You probably think this post is about you

I’ve had 3 major infusions and 3 little ones.  I’m by no means the go-to person on all things chemo, but I’m starting to feel a little bit like a pro.  The last 3 times I’ve gone there have been new people sitting near me asking all of the same questions I did on my first day.  And I sit there and remember how terrifying that first time is.  Part of me wants to reach to and let them know it’s going to be OK.  The other part of me just wants to kick back, enjoy my Benadryl buzz and grub out on the munchies it gives me.  What can I say, I’m selfish like that sometimes.

The one new guy I’m pretty sure was also on team colon.  When you leave the hospital with a new colostomy, they send you home with this travel bag to put emergency supplies in while you’re out and about.  I usually try to keep on in my car.  This guy very adorably had his clutched under his arm and that look of sheer terror when he say down.  Now anyone else wouldn’t know what that bag is, but I do.  And I feel for him thinking that he had to bring the bag with him.  He’ll get used to it eventually and will leave it in the car.  But the newness of it and there’s a feeling like everyone in the world knows what is it and is staring at you.

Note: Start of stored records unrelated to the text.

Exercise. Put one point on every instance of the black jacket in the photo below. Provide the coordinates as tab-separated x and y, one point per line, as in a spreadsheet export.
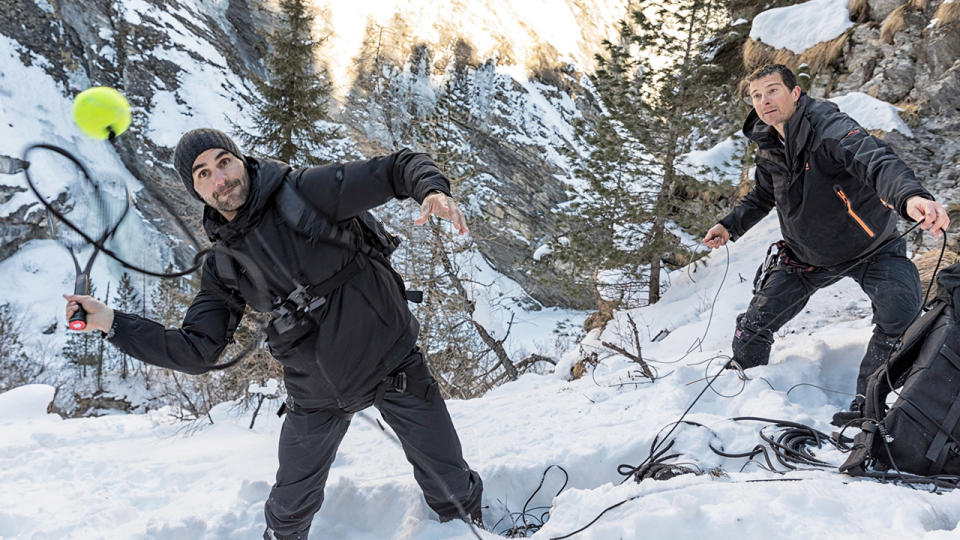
365	328
837	189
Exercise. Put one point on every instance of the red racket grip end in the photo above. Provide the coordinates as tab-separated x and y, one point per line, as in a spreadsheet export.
78	321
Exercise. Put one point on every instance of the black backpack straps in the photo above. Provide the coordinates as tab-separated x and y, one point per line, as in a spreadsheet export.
226	269
303	217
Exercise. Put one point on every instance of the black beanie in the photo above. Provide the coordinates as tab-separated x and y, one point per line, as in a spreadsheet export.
192	144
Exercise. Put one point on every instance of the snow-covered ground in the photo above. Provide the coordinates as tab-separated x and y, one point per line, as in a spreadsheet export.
148	477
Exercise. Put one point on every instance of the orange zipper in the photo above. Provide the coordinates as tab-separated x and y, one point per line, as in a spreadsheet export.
846	201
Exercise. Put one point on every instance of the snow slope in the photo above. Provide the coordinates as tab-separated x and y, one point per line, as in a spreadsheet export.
146	477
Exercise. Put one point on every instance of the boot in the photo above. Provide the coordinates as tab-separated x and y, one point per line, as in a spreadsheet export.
842	418
270	534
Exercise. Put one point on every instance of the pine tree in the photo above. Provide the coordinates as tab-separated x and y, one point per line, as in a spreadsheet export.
466	356
292	115
651	115
15	366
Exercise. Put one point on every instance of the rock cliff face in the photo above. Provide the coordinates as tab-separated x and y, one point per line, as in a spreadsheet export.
908	53
183	63
165	55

Last week there was a new lady.  I’m not sure what kind of cancer she has.  She was asking the million questions as they were trying to find a vein for her hep-lock.  They had trouble but eventually got it.  Not without pain though.  After, the nurse brought over information for her about the power port.  It’s the thing in my chest that they use to give me my infusions.  After the nurse left, I told the woman that I had a port if she had any questions about it.  She asked a few questions and we started talking about it.  She said she was hesitant about it.  After a little while she said, “guess it’s one more vanity thing to deal with”.
While I would like to not have it, of course, I never really gave much thought to it like that.  They recommended it in the hospital and I just did it.  I really didn’t even know what it was going to look like. I just knew it was part of this process.  So I wondered what else she was told she’d have to do like, lose a breast?  Hair?  I guess I was resigned to all of that once I found out I had cancer.

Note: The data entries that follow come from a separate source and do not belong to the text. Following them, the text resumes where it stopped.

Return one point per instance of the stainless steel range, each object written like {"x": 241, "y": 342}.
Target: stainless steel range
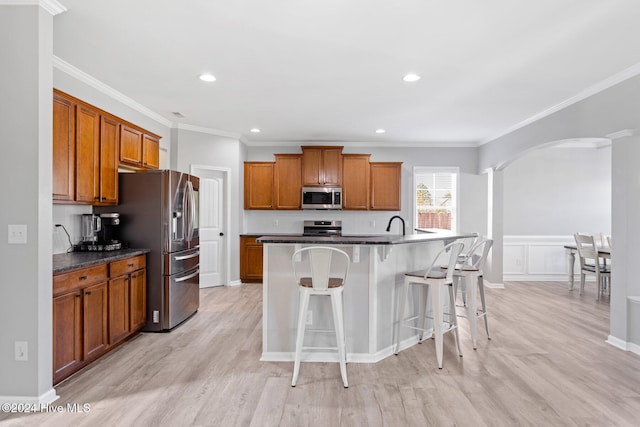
{"x": 322, "y": 228}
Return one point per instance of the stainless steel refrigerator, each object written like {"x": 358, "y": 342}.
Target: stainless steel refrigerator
{"x": 159, "y": 210}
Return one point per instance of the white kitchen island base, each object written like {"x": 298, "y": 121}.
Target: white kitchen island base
{"x": 371, "y": 295}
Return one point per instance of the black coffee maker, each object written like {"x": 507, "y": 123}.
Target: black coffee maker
{"x": 108, "y": 233}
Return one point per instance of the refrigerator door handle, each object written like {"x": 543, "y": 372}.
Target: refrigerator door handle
{"x": 192, "y": 210}
{"x": 183, "y": 257}
{"x": 182, "y": 279}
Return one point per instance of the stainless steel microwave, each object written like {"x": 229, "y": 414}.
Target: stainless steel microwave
{"x": 321, "y": 198}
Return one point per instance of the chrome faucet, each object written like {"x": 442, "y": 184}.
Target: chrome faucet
{"x": 391, "y": 220}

You can’t have cancer and be vain.  You just can’t.

Unless you have a very mild cancer, you will have to deal with some kind of scar, bag, hair loss or some kind of change to your body.
So far I haven’t had to deal with losing my hair, but it was one of the first things I mentally prepared myself for.  I wasn’t thrilled with the idea, but I figured if it has to go I’ll have a mohawk for a day or two and then enjoy the low-maintenance head.
I was really not thrilled when I found out I was going to have a colostomy.  I mean, seriously, who wants to poop out of the side of their abdomen.  It is amazing technology yet horrifying. Especially when you first get it.  And I can tell you I’ve had my moments with it already that have not been pleasant at all.  Plus it’s difficult to hide.  I’m vain in that aspect of it, but I know it’s what needed to be done to save my life.  It’s all part of the process.

I feel bad for that woman.  Cancer is hard enough without the insecurities of vanity.  She will either buck up or she’s in for a tough road.
I’m happy I don’t care.  I guess it’s made that part of this journey pretty easy for me.